The inner senses of the tree have strong affinity with the properties of the earth itself. They feel their growing. They listen to their growing as you might listen to your own heartbeat. They experience this oneness with their own growth, and they also feel pain. The pain, while definite, unpleasant and sometimes agonizing, is not of an emotional nature in the same way that you experience pain. In some ways, it is even a deeper thing. The analogy may not be perfect, far from it, but it is as if your breath were to be suddenly cut off — in a manner, this somewhat approximates pain for a tree.
The tree makes adjustments just as you do. It listens to its growth up from the earth and to the murmer of the growth of its roots beneath. It adjusts each root ending according to what impediments might lie in its way. Without the conscious mind of man it nevertheless retains this inner consciousness of all its parts, above and below the ground, and manipulates them constantly.
[... 1 paragraph ...]
And as far as motion is concerned, the tree moves upward and downward. It is quite unfair to say that it cannot transport itself, since it does so to an amazing degree; the roots and limbs moving in all directions. The inner senses of all plant life are well attuned, alert and very vital. All of these fragments have consciousness to a rather high degree, considering that man holds them in such low repute.
[... 2 paragraphs ...]
The awareness is focused along certain lines. The tree lives through its inner senses, experiencing many sensations and reacting to many stimuli of which you are unaware. Minute earth tremors, even the motion of small ants about its lower trunk — these are recognized and experienced. Such invisibilities as humidity, radioactivity and all electrical values are felt as quite real things to your tree.
[... 1 paragraph ...]
As your own body senses temperature changes, it also senses the psychic charge, not only of other individuals, but of plant and vegetative matter. Your tree builds up a composite of sensations of this sort, sensing not the physical dimensions of a material object, whatever it is, but the vital psychic formation within and about it.
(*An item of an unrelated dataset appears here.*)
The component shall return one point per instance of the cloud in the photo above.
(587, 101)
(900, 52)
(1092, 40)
Size is sensed by a tree, however, perhaps because of its inherent concern with height. The table around which Ruburt walks senses Ruburt, even as he senses it. …
[... 1 paragraph ...]
When man’s ego turns instead into a shell — when instead of interpreting outside conditions, it reacts too violently against them, then it hardens and becomes an imprisoning form that begins to snuff out important data and to keep enlarging information from the inner self. The ego’s purpose is protective. The ego is also a device to enable the inner self to inhabit the physical plane.
[... 3 paragraphs ...]
The idea of dissociation could be likened to the slight distance between the bark and the inside of the tree. Here we do not have a rigid bark, as you should not have a rigid ego. We have instead a flexible bark, changing with the elements, protecting the inner tree (or inner self), but flexible, opening or closing in rhythmic motion. …
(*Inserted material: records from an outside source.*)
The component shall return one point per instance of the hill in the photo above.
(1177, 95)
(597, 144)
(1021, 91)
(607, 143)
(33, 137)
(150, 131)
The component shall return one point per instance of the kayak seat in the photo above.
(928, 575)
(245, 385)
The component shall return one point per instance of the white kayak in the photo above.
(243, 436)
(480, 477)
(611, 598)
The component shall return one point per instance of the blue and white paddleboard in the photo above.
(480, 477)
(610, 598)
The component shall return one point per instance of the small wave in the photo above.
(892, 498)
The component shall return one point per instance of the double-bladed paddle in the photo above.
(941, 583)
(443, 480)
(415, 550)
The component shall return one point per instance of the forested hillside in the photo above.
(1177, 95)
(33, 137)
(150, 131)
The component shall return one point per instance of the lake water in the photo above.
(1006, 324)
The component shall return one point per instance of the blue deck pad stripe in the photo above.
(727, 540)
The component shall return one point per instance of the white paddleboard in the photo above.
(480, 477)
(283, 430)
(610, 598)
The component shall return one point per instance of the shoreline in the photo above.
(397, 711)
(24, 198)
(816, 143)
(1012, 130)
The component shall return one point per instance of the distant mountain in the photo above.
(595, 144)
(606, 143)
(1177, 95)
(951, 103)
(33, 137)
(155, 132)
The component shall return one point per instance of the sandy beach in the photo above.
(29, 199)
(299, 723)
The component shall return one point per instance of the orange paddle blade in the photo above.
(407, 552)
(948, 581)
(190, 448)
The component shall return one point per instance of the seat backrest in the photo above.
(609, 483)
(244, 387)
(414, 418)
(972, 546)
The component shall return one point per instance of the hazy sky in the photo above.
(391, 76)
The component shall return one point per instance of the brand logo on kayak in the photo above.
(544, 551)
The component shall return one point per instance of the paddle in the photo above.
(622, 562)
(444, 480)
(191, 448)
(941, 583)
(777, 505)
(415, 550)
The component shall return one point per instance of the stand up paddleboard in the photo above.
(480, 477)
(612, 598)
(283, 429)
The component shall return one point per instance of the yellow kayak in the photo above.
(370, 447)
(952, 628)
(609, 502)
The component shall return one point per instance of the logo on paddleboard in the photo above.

The inner tree can continue to grow because the bark is resilient. It bends with the wind. It does not bend when there is no wind, nor does it stiffen, stopping the flow of sap to the treetop for fear that the dumb tree, not knowing what it was up to, would bump its head against the sky.
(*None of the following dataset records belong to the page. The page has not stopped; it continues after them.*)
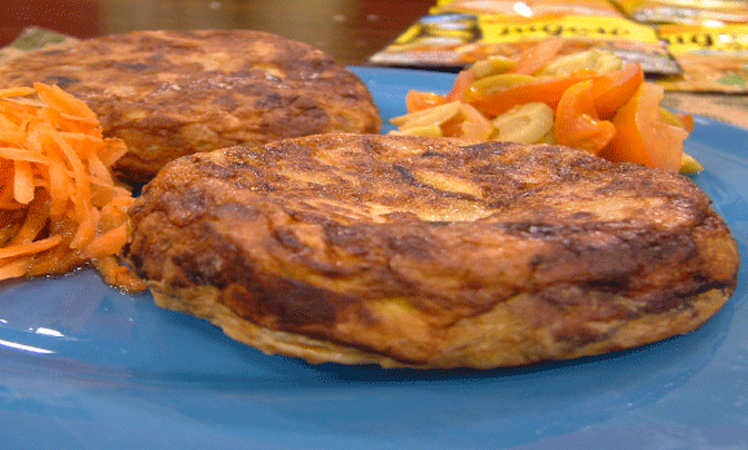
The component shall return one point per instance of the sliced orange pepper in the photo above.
(417, 100)
(642, 136)
(608, 90)
(546, 90)
(576, 122)
(462, 82)
(613, 90)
Neither should the ego react so violently that it remembers and reacts to past storms in the midst of clear and sunny weather. You can understand the analogy, Joseph. You know that such a tree bark would be death to the tree. What you must still understand is that the same applies to any individual and the ego. It applies to you. And Ruburt must learn that it is equally ridiculous to act as if it is a summer day in the middle of wintertime. The tree has enough sense not to show blossoms in a blizzard.